Information management for enabling systems medicine

This brief paper by Ganzinger and Knaup examines the state of systems medicine, where multiple medical data streams are merged, analyzed, modeled, etc. to further how we diagnose and treat disease. They discuss the dynamic nature of disease knowledge and clinical data, as well as the problems that arise from integrating omics data into systems medicine, under the umbrella of integrating the knowledge into a usable format in tools like a clinical decision support system. They conclude that though with many benefits, "special care has to be taken to address inherent dynamics of data that are used for systems medicine; over time the number of available health records will increase and treatment approaches will change." They add that their data management model is flexible and can be used with other data management tools.

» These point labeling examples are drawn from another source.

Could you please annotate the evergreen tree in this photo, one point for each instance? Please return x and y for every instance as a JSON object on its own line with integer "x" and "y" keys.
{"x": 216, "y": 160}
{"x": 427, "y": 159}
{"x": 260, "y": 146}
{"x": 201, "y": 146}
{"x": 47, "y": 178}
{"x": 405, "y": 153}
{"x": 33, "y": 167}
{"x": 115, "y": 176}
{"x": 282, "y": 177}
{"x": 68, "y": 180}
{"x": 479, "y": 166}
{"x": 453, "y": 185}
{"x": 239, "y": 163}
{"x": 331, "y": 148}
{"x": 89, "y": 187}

Developing a customized approach for strengthening tuberculosis laboratory quality management systems toward accreditation

Published in early 2017, this paper by Albert et al. discusses the development process of an accreditation program — the Strengthening Tuberculosis Laboratory Management Toward Accreditation or TB SLMTA — dedicated to better implementation of quality management systems (QMS) in tuberculosis laboratories around the world. The authors discuss the development of the curriculum, accreditation tools, and roll-out across 10 countries and 37 laboratories. They conclude that the training and mentoring program is increasingly vital for tuberculosis labs, "building a foundation toward further quality improvement toward achieving accreditation ... on the African continent and beyond."

SistematX, an online web-based cheminformatics tool for data management of secondary metabolites

Dereplication is a chemical screening process of separation and purification that eliminates known and studied constituents, leaving other novel metabolites for future study. This is an important part of pharmaceutical and natural product development, requiring appropriate data management and retrieval for researchers around the world. However, Scotti et al. found a lack of secondary metabolite databases that met their needs. Noting a need for complex searches, structure management, visualizations, and taxonomic rank in one package, they developed SistematX, "a modern and innovative web interface." They conclude the end result is a system that "provides a wealth of useful information for the scientific community about natural products, highlighting the location of species from which the compounds were isolated."

Rethinking data sharing and human participant protection in social science research: Applications from the qualitative realm

Social science researchers, like any other researchers, produce data in their work, both quantitative and qualitative. Unlike other sciences, social science researchers have some added difficulties in meeting the data sharing initiatives promoted by funding agencies and journals when it comes to qualitative data and how to share it "both ethically and safely." In this 2017 paper, Kirilova and Karcher describe the efforts of the Qualitative Data Repository at Syracuse University, considering the variables that went into making qualitative data available while trying to reconcile "the tension between modifying data or restricting access to them, and retaining their analytic value." They conclude that such repositories' goals should be towards "educating researchers how to be 'safe people' and how to plan for 'safe projects' – when accessing such data and using them for secondary analysis – and providing long-term 'safe settings' for the data, including via de-identification and appropriate access controls."